The plaintiff charged the conductor with negligence in starting the car while she was in the act of stepping on the step of the platform. We have already seen that in certain situations, such as a car fully loaded, the conductor has a right to refuse to receive more passengers, and, therefore, to warn those seeking passage to keep off. It is, therefore, clear that if the conductor warned plaintiff in a tone of voice loud enough for her to hear, he was not guilty of negligence, even though she did not hear; unless he saw that she did not heed him and was in such position as that his starting up was reasonably certain to injure her. It was error to make the conduct of the conductor, as to care or negligence, depend upon whether plaintiff heard him. His act should not be characterized by the degree of plaintiff’s hearing or. attention. If he gave the warning in a voice sufficiently loud to arrest the attention of an ordinary person, he, in that particular respect, was not guilty of negligence. And if he signaled for starting the car without discovering that she had disregarded his warning and had put herself in a hazardous position, he should not be held to have been negligent.
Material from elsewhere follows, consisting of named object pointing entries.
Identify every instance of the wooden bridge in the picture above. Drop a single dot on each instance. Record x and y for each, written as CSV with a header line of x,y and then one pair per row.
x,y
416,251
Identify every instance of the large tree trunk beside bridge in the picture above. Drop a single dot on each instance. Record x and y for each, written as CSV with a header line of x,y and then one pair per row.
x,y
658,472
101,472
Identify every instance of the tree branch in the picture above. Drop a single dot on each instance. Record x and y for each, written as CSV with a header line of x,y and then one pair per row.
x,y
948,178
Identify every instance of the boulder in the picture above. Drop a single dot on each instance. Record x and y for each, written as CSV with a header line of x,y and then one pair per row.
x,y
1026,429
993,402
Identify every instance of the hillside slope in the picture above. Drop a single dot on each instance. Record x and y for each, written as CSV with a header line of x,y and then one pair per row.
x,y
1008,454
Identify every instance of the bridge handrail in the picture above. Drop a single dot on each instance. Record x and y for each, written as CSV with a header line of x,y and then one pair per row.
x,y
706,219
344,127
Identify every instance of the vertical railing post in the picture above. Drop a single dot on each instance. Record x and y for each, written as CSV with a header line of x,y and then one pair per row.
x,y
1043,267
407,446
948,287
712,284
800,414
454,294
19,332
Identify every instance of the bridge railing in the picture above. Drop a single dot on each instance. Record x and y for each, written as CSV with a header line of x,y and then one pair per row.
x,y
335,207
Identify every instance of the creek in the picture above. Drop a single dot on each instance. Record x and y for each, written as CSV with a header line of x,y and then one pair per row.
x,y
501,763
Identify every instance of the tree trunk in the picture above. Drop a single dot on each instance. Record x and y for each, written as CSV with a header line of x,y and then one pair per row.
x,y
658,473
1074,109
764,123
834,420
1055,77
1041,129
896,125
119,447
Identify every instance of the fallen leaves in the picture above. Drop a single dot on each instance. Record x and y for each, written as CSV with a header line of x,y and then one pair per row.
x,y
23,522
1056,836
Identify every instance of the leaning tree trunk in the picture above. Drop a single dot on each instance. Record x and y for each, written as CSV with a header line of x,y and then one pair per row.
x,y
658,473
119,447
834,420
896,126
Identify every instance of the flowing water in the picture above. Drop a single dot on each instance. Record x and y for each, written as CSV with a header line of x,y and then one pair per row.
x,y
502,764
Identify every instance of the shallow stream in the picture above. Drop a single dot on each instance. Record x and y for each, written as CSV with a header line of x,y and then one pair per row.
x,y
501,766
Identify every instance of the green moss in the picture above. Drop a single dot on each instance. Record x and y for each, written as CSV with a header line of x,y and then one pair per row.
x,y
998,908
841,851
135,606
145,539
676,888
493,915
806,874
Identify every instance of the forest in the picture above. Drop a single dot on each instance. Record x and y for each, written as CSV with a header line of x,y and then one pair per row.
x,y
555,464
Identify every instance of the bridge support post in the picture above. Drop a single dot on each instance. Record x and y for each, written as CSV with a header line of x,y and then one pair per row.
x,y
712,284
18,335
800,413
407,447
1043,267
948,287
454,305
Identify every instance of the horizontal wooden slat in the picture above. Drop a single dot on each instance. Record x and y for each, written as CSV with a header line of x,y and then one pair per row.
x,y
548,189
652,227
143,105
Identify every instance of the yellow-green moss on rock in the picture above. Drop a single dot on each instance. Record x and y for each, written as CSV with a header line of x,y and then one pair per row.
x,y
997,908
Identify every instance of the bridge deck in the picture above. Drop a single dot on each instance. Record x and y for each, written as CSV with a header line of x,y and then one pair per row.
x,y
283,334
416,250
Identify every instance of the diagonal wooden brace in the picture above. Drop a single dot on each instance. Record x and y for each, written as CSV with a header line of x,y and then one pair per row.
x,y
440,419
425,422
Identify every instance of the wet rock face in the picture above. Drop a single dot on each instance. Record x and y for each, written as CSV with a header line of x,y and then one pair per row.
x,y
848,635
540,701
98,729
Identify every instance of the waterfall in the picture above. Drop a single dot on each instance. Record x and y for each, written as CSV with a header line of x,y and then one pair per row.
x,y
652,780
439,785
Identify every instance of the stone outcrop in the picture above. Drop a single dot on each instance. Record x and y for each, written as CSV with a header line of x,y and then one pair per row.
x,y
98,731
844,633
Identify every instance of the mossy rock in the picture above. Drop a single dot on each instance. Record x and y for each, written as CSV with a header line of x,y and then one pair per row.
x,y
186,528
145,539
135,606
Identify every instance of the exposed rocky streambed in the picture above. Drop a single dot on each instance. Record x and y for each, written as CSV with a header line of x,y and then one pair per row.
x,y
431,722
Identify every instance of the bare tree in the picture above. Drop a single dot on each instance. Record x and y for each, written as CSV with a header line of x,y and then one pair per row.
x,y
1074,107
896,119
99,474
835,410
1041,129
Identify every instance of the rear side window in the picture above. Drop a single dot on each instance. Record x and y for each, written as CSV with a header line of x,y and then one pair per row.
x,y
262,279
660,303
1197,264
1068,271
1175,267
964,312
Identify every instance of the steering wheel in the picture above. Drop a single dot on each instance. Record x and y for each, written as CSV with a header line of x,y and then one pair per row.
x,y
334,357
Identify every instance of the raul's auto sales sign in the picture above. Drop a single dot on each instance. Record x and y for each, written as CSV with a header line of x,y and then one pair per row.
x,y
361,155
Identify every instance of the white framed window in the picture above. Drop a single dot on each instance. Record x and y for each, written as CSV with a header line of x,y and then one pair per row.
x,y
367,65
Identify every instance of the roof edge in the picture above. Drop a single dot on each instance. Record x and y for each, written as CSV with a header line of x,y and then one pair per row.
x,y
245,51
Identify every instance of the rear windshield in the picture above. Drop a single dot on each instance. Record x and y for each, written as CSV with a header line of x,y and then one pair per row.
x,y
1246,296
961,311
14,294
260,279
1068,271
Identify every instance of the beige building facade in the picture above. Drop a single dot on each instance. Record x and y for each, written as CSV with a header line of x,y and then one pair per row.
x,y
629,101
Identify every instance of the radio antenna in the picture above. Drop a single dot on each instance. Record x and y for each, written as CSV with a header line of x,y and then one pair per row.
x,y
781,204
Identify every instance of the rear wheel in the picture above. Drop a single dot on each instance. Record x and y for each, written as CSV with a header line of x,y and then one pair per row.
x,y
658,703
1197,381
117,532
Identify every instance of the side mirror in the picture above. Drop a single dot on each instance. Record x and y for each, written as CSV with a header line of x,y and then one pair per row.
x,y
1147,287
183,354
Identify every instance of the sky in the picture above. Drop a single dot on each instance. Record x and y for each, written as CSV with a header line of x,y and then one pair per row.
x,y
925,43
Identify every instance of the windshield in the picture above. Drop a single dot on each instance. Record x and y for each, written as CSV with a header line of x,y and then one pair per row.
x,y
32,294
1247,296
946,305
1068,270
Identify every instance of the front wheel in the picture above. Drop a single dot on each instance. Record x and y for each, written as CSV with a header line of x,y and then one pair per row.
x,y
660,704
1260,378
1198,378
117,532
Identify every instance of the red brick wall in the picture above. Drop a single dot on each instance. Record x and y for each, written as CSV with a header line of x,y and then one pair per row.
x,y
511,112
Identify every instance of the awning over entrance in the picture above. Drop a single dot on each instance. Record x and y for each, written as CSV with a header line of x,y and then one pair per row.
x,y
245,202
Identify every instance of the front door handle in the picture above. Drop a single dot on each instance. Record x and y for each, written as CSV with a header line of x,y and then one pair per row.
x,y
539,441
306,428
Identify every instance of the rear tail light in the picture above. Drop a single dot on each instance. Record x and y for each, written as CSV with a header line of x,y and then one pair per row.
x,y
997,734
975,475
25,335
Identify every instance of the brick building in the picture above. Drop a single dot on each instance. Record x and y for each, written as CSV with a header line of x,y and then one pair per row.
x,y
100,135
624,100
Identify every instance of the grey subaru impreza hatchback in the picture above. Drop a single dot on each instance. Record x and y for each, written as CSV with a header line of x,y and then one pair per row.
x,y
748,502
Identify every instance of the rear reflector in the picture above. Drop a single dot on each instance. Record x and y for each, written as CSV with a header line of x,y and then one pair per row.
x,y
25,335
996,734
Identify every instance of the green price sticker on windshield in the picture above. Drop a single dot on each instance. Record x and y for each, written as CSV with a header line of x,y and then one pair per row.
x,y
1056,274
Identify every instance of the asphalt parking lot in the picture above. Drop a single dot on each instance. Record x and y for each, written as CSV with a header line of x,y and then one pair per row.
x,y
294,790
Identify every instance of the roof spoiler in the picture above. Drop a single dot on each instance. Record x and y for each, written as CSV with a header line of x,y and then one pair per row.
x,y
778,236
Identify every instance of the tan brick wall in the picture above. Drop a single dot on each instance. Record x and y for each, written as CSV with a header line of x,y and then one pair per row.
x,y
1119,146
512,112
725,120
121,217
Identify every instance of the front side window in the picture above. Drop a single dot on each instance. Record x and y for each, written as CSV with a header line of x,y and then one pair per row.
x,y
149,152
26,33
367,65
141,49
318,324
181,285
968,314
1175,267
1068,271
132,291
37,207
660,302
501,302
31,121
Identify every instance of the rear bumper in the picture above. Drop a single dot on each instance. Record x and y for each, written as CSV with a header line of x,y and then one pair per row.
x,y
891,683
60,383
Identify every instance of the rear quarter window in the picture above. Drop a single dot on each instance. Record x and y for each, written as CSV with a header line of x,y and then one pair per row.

But, if we understand plaintiff’s position correctly, it is insisted that while defendant can object to the refusal of the instruction as asked, yet, as to the instruction as given, it can only complain of the part amended. If this was a correct statement of the law, defendant’s objection is still well taken, as we have just shown. But plaintiff’s position is not correct. A party has the right to the court’s judgment on his instruction as he presents it. Meyer v. Railway, 40 Mo. 151; Bank v. Cooper, 40 Mo. 169; Allen v. Mansfield, 82 Mo. 688; Swigert v. Railway, 75 Mo. 475. And if the court alters it in any material particular against his protest, then he is no longer responsible for any *312part of it, and if he excepts to its being given, as modified, as was done in this case, he may complain of all or any part thereof, just as though it had originated with the opposite party. And he may do this notwithstanding it was improper as offered. When a party’s instruction is refused, any other given is an independent and disconnected act.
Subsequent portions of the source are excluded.